I was confronted with this exercise in the book Hyperbolic Geometry by Anderson which states:
In each case, find $m \in Möb(\mathbb{H})$ such that the property holds, or prove that no such $m$ exists.
The example in question is:
m takes $(-t,0,t)$ to $(-1,\infty,1)$ where $t \in ℝ$
So what it is asking for is a Möbius transformation from the first triple to the second. In case the notation isn't clear, $Möb(\mathbb{H})$ is the set of Möbius transformations which preserve $\mathbb{H}$, such that
$Möb(\mathbb{H})= {\{m \in Möb | m(\mathbb{H})=\mathbb{H}\}}$
Of course this is all in the upper-half plane model. So far I have been unable to come up with a Möbius transformation which comes anywhere close to these.
Attempt at a solution: The standard procedure for Möbius transformations between particular triples has not worked for me. This standard procedure goes as follows.
Define m(z) as the Möbius transformation taking $(z1,z2,z3)$ to $(0,1,\infty)$. Then
$m(z) = \dfrac{az+b}{cz+d}$ = $\dfrac{(z2-z3)z-z1(z2-z3)}{(z2-z1)z-z3(z2-z1)}$
This means $a=(z2-z3), b=-z1(z2-z3), c=(z2-z1), d= z3(z2-z1)$. If we want to take $(z1,z2,z3)$ to another triple $(w1,w2,w3)$, we find $m(w)$ and our final transformation is given by $m^{-1}(w)$ composed with $m(z)$.
But if we do this, we find that the Möbius transformation for the second pair of points, $(w1,w2,w3)=(-1,∞,1)$ contains many infinities.
$m(w) = \dfrac{((\infty-1)z+1(\infty-1))}{((\infty+1)z-1(\infty+1))} = \dfrac{(\infty z+\infty)}{(\infty z-\infty)}$
Which appears to be nonsense.
I am unsure if there is a Möbius transformation which satisfies these conditions because while $Möb$ acts sharply $3$-transitive over $\mathbb{C}$, $Möb(\mathbb{H})$ acts merely transitively over $\mathbb{H}$, not $2$- or $3$-transitively.
Thanks in advance for any insight into this problem.
Since the composition of two Möbius transformations is again a Möbius transformation, we can attempt to build a transformation in multiple steps: We can map $0$ to $\infty$ with the inversion $I(z) : = -\frac{1}{z}$, in which case the desired map is $$\Phi \circ I,$$ where $\Phi$ maps $(I(-t), I(0), I(t)) = (\frac{1}{t}, \infty, -\frac{1}{t})$ to $(-1, \infty, 1)$. Since $\Phi$ maps $\infty$ to $\infty$, it must be linear.
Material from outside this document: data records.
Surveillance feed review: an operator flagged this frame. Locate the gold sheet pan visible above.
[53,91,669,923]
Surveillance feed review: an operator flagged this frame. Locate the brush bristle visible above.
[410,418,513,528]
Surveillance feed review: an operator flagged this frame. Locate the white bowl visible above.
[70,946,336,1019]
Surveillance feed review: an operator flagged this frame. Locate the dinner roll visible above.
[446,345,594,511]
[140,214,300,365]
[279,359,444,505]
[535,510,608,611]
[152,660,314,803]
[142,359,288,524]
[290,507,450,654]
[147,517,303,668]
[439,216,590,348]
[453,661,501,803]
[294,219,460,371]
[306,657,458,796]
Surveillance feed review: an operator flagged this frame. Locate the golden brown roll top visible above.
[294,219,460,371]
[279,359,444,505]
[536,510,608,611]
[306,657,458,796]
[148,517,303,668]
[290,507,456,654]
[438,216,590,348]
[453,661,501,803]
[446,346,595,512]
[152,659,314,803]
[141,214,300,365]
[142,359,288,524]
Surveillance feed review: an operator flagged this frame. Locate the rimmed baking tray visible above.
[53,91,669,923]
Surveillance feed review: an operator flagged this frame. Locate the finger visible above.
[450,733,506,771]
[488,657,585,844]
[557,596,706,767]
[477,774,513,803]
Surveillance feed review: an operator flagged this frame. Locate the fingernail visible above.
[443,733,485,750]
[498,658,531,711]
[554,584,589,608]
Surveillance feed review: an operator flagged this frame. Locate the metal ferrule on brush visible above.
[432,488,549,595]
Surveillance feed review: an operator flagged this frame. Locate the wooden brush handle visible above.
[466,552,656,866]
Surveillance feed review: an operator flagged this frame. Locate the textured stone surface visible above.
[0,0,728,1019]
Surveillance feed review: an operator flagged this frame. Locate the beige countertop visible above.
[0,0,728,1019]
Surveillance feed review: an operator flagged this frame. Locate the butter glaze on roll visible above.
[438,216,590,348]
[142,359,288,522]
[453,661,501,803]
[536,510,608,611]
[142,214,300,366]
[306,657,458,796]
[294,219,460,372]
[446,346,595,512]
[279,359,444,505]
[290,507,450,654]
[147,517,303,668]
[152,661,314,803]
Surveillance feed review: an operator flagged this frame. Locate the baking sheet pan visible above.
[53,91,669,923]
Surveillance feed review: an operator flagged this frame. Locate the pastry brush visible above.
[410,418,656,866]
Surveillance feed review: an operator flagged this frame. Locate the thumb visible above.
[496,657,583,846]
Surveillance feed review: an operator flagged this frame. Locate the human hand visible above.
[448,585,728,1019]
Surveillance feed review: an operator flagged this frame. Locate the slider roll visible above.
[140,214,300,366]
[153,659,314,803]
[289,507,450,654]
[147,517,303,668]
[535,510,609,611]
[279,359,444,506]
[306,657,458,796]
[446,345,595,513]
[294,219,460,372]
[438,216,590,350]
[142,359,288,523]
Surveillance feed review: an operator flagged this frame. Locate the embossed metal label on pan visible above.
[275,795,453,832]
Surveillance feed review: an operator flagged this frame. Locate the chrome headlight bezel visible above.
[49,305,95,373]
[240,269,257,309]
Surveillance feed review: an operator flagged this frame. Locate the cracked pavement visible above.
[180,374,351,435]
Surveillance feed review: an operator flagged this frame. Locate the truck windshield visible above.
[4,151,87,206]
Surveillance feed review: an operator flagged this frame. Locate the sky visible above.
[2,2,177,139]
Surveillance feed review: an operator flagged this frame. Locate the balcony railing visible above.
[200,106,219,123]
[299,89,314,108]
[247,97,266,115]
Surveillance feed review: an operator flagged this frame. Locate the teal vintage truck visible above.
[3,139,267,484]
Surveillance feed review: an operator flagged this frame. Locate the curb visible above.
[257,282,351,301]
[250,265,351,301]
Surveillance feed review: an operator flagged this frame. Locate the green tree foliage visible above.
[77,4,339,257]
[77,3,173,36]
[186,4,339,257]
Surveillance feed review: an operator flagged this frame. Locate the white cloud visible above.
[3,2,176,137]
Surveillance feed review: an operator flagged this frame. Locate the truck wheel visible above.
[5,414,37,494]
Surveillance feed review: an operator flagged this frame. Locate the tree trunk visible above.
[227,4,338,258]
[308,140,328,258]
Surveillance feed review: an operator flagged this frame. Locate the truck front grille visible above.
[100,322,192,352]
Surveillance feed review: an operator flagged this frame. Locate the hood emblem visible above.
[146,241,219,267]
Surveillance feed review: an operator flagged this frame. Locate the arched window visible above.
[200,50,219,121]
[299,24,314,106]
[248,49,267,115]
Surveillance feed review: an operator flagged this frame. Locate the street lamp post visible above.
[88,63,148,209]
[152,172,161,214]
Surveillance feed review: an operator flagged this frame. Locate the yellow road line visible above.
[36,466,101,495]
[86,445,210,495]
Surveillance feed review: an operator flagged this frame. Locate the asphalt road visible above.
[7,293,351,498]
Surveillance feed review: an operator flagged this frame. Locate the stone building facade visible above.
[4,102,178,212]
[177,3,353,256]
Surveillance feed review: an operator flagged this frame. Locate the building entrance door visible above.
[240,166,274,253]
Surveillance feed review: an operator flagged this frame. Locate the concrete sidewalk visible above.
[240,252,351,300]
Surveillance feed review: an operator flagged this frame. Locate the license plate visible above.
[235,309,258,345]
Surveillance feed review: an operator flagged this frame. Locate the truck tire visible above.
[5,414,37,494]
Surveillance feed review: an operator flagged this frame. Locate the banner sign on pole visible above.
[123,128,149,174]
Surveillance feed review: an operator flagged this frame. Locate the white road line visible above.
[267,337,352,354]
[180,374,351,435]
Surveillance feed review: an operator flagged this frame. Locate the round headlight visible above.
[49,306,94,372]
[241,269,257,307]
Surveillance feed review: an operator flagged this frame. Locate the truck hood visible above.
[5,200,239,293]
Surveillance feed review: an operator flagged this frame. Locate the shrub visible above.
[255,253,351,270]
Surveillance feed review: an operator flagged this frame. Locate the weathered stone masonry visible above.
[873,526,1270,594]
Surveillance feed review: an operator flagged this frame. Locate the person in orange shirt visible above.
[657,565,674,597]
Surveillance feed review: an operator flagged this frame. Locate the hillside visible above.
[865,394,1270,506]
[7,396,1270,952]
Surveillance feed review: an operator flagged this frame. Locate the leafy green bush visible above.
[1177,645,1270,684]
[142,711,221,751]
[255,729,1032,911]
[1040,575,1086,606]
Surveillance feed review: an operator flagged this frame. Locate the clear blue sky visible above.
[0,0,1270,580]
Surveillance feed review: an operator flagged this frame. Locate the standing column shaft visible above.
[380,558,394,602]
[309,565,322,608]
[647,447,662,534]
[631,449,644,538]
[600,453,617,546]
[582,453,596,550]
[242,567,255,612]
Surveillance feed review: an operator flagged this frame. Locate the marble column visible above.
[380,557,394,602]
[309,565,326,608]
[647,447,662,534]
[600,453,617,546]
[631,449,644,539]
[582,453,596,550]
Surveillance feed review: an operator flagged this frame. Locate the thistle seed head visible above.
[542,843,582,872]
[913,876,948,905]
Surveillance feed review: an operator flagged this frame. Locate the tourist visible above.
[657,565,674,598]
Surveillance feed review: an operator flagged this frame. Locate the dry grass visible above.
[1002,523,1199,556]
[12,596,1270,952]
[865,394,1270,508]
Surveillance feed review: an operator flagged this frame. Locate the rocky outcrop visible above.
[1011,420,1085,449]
The only linear map that sends $(\frac{1}{t}, -\frac{1}{t})$ to $(-1, 1)$ is $z \mapsto - tz$, but this is only a Möbius transformation if $t < 0$.
In general, Möbius transformations do not act $3$-transitively on $\mathbb{R} \cup \{\infty\}$, but it does act transitively on the set of "oriented" triples of real numbers.